A venous blood sample is normally the first tissue to obtain DNA for genetic analysis. However, in mosaicism for TSC, the mutational load is higher in affected tissues in comparison to peripheral blood. If present, facial angiofibroma is easily accessible and suitable for genetic analysis when TSC mosaicism is suspected (Giannikou et al., 2019). We analyzed samples from various tissues to identify the disease cause or to validate and quantify the previously identified mutations. In patient 1, the first analysis from blood using MLPA showed no mutation, but the same method applied on affected and unaffected skin biopsy permitted to find the deletion responsible for TSC2/PKD1 contiguous gene syndrome. In patient 1, nonquantitative allele‐specific‐oligo PCR (ASO‐PCR) was applied to assess the TSC2 point mutation in different tissues (Table 1). The absence of the mutation in blood and healthy skin confirmed that the mutation identified by NGS in the angiofibroma of patient 1 was indeed a second‐hit mutation. This is consistent with previous outcomes, in which most of the second‐hit mutations in skin lesions from TSC patients are indels or point mutations (Tyburczy et al., 2014). ASO PCR can confirm low‐level mosaicism already identified by NGS techniques, and has shown better sensitivity than Sanger sequencing for this purpose (Nellist et al., 2015).

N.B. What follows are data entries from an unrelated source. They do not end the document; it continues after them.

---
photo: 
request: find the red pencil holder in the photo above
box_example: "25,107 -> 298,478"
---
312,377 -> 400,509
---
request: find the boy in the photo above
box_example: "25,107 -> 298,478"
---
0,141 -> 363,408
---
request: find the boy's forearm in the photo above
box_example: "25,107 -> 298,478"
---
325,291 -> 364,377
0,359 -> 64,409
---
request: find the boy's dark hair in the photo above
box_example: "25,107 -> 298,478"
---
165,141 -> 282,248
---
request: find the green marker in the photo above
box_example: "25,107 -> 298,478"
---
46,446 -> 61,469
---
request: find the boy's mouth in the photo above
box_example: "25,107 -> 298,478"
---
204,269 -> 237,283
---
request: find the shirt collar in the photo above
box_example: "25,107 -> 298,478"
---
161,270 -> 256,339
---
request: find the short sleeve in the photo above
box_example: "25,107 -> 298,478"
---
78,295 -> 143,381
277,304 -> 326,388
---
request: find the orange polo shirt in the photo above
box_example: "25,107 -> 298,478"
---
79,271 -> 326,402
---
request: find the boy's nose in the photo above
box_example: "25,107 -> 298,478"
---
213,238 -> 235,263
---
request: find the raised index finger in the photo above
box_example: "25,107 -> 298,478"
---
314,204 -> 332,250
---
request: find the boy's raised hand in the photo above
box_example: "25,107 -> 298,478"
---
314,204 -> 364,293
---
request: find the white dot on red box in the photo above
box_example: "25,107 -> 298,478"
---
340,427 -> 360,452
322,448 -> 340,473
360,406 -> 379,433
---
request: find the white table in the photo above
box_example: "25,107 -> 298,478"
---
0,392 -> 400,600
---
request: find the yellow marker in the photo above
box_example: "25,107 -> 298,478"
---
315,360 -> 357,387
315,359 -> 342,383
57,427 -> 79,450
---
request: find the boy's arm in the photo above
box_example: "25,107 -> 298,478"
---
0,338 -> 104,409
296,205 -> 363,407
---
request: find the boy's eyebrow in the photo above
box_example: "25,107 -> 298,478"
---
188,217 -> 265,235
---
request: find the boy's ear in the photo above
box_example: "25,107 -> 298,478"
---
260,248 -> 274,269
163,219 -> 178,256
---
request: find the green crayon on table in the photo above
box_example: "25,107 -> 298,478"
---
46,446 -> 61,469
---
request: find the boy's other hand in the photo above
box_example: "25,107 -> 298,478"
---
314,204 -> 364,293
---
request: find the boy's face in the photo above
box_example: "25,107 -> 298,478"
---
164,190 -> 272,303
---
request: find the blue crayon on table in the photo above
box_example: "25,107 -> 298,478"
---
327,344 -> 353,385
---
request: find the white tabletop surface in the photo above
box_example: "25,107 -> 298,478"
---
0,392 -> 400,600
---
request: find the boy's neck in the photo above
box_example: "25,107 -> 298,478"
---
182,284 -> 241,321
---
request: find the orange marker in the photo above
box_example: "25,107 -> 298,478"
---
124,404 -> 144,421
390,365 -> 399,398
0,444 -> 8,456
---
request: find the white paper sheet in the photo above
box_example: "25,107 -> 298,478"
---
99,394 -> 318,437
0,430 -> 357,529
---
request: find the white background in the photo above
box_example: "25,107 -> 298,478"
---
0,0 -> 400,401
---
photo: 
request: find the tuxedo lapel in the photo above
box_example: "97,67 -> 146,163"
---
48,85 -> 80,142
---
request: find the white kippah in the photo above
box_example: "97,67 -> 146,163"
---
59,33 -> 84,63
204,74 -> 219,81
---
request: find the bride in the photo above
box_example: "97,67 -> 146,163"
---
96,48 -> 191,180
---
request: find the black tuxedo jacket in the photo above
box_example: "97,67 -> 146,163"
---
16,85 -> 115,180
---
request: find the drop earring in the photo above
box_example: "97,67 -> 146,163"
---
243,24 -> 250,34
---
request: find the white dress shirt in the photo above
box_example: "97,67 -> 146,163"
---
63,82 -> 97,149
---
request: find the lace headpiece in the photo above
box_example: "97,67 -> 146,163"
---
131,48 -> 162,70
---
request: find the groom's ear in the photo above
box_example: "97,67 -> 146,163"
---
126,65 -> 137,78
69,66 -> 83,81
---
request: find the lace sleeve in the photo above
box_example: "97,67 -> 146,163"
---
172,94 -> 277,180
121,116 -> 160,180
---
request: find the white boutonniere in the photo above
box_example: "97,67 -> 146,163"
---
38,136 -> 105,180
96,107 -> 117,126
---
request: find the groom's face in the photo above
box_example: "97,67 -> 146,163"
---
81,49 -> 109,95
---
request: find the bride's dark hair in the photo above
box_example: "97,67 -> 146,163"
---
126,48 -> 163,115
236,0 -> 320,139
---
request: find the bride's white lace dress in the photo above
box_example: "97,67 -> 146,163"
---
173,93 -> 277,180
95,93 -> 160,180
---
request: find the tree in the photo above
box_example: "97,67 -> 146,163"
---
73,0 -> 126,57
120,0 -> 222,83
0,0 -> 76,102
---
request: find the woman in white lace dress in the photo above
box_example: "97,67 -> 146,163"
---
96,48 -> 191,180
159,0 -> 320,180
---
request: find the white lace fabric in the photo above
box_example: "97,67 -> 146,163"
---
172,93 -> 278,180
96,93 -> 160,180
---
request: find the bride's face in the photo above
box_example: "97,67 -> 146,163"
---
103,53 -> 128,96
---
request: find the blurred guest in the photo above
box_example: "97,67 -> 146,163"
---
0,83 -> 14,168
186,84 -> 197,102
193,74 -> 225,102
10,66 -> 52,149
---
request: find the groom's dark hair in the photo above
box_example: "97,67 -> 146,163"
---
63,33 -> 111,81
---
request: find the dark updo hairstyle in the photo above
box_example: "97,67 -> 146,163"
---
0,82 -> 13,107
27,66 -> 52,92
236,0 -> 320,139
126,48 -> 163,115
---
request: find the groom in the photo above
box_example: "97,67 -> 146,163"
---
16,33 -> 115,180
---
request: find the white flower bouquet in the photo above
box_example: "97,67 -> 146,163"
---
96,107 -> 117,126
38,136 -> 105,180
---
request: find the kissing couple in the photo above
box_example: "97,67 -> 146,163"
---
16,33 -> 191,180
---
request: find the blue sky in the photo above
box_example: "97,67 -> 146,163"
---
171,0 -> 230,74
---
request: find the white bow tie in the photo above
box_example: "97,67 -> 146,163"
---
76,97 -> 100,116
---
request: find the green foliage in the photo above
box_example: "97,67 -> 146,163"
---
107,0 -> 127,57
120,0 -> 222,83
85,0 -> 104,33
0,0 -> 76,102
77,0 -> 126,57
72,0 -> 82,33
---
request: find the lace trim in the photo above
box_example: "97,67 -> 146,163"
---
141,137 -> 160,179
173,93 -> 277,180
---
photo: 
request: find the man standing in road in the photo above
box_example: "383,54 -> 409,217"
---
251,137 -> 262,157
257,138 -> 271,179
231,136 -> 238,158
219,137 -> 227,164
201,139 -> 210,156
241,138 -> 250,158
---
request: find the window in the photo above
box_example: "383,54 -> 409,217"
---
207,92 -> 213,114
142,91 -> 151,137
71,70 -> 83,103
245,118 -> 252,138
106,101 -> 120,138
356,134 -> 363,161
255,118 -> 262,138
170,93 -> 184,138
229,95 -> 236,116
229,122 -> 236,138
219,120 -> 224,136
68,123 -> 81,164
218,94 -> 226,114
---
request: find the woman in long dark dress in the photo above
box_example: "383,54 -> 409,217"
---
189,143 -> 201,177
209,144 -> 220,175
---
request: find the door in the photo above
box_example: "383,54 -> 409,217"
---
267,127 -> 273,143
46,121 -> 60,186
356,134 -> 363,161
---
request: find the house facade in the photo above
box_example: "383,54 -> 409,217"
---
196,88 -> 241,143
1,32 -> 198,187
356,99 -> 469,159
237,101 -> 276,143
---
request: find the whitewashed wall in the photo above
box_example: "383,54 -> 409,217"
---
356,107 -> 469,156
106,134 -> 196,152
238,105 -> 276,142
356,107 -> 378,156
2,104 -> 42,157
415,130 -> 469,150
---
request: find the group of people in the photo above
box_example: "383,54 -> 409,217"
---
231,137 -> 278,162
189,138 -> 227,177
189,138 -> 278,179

To conclude, we recommend the use of NGS techniques as a standard first tier method for TSC1 and TSC2 testing, provided that a high sequence coverage is achieved. In addition, NGS also allows the detection of CNV with a lower sensitivity. For the detection of CNV, the use of MLPA still is the standard method. However, the increasing availability and cost effectiveness of SNP arrays may challenge this position in the future. To confirm point mutations or indels, the method of choice is ddPCR, which is very sensitive and highly quantitative. However, ddPCR may not be available in every laboratory. ASO‐PCR has a similar sensitivity as ddPCR; however, does not allow any quantification. Sanger sequencing is not useful for mosaicism detection due to its low sensitivity and poor quantification ability.

The correct molecular identification of TSC is important for outcome prediction and therapeutic options. Three of our patients presented focal cortical dysplasia and one of them had seizures and generalized neurocognitive disorder. A genetic diagnosis may be significant for prompt interventions in seizures for patients with clinical suspicion of TSC (Słowińska et al., 2018). TSC2/PKD1 microdeletion as found in patient 1 has a well‐known genotype–phenotype correlation, whereby regular imaging and functional monitoring of kidneys is recommended (Sampson et al., 1997). The discovery of mTOR pathway upregulation in tuberous‐sclerosis‐associated tumors presents new possibilities for treatment strategies. Moreover, the molecular diagnosis allows genetic counseling of patients and parents for reproductive options. The recurrence risk to siblings is not increased in mosaic TSC; however, there is a risk of transmission to offspring, since gonadal involvement in our patients cannot be excluded.

CONFLICT OF INTEREST

The authors have no conflict of interest to declare.